Stock market volatility is high. In the past week, the VIX has spiked back up to 32, highlighting the uncertainty that is permeating around stocks now.

As we wrote in Thursday's Midday, "price discovery," the spike in volatility appears to simply reflect the increased difficulty in determining the price of risk assets in a world of rising inflation, virus waves, and normalizing growth. And as we step into the 'new normal', perhaps such uncertainty is likely to persist such that volatility remains elevated for longer than we have seen in past cycles. One other note on the VIX: in the 3+ years prior to the pandemic from December 2016 through late-February 2020, the VIX had a median weekly level of 13. Since the VIX picked up on the pandemic risk in late-February 2020, the VIX has registered a median of 22.

One last item for the 'new normal' file: rates. While the stock market is going through another bout of elevated uncertainty and a spike in the VIX, yields on 10-year Treasuries have retreated back to 1.36%, well above the lows we saw at the heart of the pandemic in 2020, but at the very bottom of the range we experienced in the post-Great Financial Crisis era.
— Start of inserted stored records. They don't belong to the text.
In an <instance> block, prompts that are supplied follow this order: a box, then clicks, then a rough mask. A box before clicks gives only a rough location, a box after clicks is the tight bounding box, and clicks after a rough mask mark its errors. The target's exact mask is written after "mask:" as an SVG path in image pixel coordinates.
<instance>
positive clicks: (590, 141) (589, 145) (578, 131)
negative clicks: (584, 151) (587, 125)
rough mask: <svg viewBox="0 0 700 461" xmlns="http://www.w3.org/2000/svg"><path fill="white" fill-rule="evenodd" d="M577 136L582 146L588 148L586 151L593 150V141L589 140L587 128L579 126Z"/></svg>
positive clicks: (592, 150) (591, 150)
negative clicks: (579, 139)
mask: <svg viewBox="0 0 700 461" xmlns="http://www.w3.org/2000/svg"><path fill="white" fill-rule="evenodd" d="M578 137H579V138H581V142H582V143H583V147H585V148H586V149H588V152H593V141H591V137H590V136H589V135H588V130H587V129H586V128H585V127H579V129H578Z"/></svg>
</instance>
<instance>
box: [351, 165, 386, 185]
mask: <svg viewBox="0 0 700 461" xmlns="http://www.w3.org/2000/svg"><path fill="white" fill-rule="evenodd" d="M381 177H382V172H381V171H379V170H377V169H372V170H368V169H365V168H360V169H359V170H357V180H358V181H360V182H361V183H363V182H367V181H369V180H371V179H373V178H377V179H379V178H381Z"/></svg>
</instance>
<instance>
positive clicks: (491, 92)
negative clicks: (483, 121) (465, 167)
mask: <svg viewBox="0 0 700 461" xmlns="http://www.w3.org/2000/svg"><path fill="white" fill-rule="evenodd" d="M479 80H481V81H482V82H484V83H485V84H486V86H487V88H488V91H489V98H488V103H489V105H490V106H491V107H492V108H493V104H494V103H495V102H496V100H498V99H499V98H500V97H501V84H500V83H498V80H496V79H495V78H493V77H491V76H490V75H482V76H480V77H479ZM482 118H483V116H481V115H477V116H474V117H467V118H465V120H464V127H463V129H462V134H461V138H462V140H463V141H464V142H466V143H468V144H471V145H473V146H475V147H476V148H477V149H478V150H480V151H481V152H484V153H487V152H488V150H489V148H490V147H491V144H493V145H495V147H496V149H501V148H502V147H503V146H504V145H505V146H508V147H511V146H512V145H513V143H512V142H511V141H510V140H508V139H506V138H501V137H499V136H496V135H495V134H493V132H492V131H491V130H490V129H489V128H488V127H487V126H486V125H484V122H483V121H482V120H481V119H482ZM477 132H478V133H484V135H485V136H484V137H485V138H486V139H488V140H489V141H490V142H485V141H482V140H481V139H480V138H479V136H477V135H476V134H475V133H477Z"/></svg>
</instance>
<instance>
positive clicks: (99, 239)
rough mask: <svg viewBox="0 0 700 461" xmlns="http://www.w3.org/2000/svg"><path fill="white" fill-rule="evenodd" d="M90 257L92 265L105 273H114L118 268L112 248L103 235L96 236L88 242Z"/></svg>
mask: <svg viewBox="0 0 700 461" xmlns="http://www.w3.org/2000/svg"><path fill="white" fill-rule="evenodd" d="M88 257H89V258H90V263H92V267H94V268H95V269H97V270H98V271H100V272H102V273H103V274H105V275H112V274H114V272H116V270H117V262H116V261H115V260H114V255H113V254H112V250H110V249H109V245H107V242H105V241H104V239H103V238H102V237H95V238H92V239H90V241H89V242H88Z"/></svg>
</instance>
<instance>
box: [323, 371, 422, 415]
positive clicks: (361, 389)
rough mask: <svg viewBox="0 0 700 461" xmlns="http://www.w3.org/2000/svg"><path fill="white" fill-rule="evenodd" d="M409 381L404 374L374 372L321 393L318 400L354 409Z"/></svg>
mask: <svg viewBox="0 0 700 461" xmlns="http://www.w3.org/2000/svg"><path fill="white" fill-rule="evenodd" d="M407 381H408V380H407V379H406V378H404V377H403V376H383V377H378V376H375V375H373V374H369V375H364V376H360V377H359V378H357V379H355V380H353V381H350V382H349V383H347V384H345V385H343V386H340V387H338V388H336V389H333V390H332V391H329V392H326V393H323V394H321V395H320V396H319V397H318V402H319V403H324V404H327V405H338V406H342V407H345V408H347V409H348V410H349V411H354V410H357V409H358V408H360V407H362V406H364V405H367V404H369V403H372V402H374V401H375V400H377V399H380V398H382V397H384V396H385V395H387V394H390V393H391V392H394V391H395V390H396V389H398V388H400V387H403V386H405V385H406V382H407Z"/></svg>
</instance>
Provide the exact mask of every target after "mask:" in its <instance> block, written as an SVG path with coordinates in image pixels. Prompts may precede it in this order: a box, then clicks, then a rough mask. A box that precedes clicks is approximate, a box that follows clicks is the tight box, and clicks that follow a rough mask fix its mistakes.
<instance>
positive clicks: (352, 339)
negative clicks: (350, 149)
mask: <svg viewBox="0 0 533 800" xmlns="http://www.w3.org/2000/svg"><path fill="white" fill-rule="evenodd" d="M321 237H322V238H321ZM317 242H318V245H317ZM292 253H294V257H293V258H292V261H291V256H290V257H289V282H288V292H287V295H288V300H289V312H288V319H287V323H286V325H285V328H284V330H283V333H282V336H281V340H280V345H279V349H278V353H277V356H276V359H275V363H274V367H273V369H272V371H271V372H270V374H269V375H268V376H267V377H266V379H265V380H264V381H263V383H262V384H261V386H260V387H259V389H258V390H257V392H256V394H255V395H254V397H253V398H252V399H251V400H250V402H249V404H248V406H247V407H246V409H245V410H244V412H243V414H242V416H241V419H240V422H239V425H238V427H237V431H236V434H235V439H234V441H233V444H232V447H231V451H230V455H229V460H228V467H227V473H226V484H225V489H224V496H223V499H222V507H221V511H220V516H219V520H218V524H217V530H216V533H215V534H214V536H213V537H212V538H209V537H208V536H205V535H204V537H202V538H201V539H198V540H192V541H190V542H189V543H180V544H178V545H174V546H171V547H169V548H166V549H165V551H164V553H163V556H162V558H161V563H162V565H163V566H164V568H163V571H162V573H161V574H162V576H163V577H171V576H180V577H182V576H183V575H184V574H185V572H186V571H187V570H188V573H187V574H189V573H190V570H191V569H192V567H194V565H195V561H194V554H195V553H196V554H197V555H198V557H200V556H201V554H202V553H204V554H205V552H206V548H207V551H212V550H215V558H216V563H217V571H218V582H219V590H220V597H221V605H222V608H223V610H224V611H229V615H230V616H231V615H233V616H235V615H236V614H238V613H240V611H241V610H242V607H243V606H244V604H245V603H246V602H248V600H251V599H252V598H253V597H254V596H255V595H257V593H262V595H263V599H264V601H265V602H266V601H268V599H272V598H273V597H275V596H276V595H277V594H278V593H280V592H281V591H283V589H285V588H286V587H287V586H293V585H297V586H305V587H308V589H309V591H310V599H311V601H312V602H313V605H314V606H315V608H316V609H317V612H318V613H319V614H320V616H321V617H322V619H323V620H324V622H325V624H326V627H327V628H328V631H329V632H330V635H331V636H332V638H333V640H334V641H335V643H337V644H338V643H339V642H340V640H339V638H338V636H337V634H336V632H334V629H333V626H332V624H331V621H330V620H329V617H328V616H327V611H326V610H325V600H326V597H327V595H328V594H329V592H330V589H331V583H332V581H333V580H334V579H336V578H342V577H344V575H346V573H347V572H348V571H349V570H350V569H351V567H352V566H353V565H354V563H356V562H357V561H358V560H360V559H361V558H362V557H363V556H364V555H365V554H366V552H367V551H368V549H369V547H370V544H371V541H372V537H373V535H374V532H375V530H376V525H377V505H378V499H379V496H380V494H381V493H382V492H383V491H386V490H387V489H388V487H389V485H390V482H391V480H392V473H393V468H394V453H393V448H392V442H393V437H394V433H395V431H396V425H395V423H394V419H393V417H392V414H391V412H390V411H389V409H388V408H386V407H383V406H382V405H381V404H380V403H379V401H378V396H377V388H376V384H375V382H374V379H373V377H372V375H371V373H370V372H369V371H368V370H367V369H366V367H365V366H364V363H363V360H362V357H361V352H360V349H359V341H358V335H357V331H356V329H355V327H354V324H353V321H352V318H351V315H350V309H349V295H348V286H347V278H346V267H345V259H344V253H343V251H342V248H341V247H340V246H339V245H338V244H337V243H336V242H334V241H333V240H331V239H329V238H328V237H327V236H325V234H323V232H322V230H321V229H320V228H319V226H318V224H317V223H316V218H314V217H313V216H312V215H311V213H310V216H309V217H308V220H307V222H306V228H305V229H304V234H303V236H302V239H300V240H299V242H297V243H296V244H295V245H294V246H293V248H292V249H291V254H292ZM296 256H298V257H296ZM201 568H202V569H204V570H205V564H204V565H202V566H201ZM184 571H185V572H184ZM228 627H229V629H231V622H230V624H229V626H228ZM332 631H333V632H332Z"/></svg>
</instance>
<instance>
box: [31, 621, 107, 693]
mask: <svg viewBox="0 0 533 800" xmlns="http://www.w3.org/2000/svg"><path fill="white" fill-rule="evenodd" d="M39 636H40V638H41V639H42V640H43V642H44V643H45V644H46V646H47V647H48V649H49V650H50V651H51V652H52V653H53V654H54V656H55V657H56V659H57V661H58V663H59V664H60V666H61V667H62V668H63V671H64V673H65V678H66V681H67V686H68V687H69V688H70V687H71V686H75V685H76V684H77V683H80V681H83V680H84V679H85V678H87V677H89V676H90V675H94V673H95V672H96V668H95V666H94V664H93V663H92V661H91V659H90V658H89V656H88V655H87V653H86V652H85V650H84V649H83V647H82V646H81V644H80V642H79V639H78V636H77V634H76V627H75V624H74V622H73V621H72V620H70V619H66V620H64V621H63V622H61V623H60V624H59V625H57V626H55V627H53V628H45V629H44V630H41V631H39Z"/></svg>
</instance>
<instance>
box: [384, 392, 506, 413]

Praveen Korapaty forecasts that yields will rise to 2.00% by year-end 2022 but it is interesting to see that as the economy 'normalizes', yields on 10-year Treasuries are not pushing higher — even as inflation does. Inflation markets this week began to price in less inflation in the future — contributing to the lower 10-year yield. But regardless of the technical factors that may be holding rates down, an ultra-low 10-year Treasury yield has provided a good backdrop for stock price appreciation in the past – especially the Tech-laden, 'long duration' US stock market.

Interesting fact: beyond the Tech-laden, 'long-duration' S&P 500, index returns this year have been quite a bit less impressive. The Russell 2000 Small Cap stock index, for example, is now up less than 10% for the year.